NBA players union to get new CBA offer
NBA Commissioner David Stern said Friday the league plans to submit to the players union a revised proposal for a new collective bargaining agreement within the next couple of weeks.
The league's labor situation was one of the key items on the owners' agenda during two days of meetings that wrapped up Friday.
Neither Stern nor deputy commissioner Adam Silver would offer details of what would be in their proposal to replace the current CBA, which expires June 30, though Stern said during a conference call later that it would indicate to the players ''some modicum of flexibility in our approach, and we're trying to engage the union in a dialogue.''
They have reason to hurry. Though Silver said there's plenty of time to reach a deal, he said fear of a lockout is ''beginning to have an impact on our business.''
''We are in discussions with sponsors and other partners about relationships for next year, and we can't assure them that we are going to have games,'' he said. ''They, as you might imagine, begin to pull back some of their spending on the NBA.''
The league submitted its original proposal in January 2010, and the players quickly rejected it during a meeting at the All-Star weekend in Dallas. The union offered a counterproposal last July, but the owners had no interest in it, and there has been no progress since then.

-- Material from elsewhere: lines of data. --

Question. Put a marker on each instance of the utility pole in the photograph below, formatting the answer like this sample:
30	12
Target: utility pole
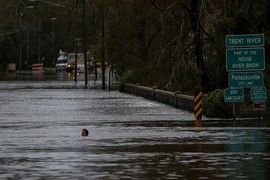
76	45
84	46
102	50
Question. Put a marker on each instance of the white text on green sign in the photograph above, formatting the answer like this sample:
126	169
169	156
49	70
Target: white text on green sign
244	40
258	94
245	59
245	79
234	95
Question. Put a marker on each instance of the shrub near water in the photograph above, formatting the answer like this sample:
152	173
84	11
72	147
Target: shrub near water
214	106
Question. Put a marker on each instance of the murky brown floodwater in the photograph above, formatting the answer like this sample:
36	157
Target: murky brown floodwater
130	138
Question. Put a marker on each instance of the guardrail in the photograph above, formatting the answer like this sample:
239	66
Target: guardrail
37	68
174	99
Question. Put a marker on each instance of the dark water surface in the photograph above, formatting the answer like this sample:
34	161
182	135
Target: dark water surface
130	138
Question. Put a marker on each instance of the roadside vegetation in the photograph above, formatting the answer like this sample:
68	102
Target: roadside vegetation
174	45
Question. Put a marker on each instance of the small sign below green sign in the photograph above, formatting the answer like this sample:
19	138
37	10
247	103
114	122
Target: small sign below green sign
245	79
245	59
244	40
234	95
258	94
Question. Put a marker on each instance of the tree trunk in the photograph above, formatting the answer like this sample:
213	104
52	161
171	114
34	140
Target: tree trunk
196	27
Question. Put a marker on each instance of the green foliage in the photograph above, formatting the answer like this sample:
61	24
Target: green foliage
215	105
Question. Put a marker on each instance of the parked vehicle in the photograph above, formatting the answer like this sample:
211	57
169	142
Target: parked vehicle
61	63
71	62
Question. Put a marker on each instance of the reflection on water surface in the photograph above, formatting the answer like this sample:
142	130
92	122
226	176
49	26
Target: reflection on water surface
130	138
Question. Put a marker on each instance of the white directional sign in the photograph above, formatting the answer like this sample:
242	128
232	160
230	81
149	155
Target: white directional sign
234	95
258	94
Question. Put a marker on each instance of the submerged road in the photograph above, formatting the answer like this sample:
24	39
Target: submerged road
129	137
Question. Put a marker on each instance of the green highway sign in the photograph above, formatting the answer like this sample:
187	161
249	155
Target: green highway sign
245	59
234	95
258	94
244	40
245	79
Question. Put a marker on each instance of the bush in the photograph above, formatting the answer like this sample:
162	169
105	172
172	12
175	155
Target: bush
216	107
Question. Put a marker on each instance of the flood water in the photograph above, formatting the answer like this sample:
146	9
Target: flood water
129	137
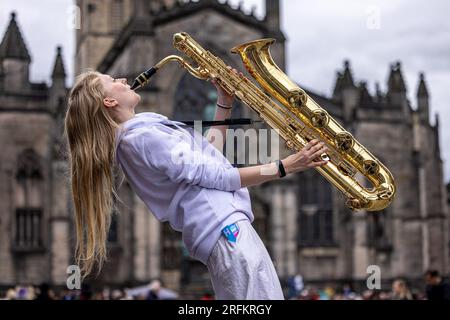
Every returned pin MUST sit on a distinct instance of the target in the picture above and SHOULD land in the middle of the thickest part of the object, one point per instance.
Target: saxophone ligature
(284, 106)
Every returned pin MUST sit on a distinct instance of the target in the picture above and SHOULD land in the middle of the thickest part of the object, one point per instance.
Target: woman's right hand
(308, 157)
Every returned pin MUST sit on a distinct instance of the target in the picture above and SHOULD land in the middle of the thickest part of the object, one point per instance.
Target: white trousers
(243, 270)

But the league seems willing to reopen negotiations. Stern said his negotiating committee would look to set up a meeting with the players' side once the new proposal has been delivered.
''There are other ways to reach the same goal, and that is a system in which all 30 teams can compete, and, if they are well-managed, to make a profit. We have never suggested to the union that there's only one way to accomplish that end. And so, we have gone back to ownership,'' Silver said.
''But the goal has not changed and will not change from the team standpoint. We need a new system, and the current system is broken and is unsustainable.''
Owners are seeking radical changes to the CBA. Stern said the league is projecting losses of about $300 million — less than the projections in recent years — and Silver said roughly 22 teams will lose money this season. He later said several unspecified teams ''will do better financially if we are not playing,'' but that all of them would prefer to avoid a reduced or canceled season.
The issue for the league remains the players' guarantee of 57 percent of basketball-related income, and the union has said it is open to discussing a reduction in its share. However, Silver disputed that, saying players association executive director Billy Hunter told him 57 percent remains the target.
''If players are taking 57 percent of the gross, it's mathematically impossible to move to a profitable position without a new system,'' Silver said.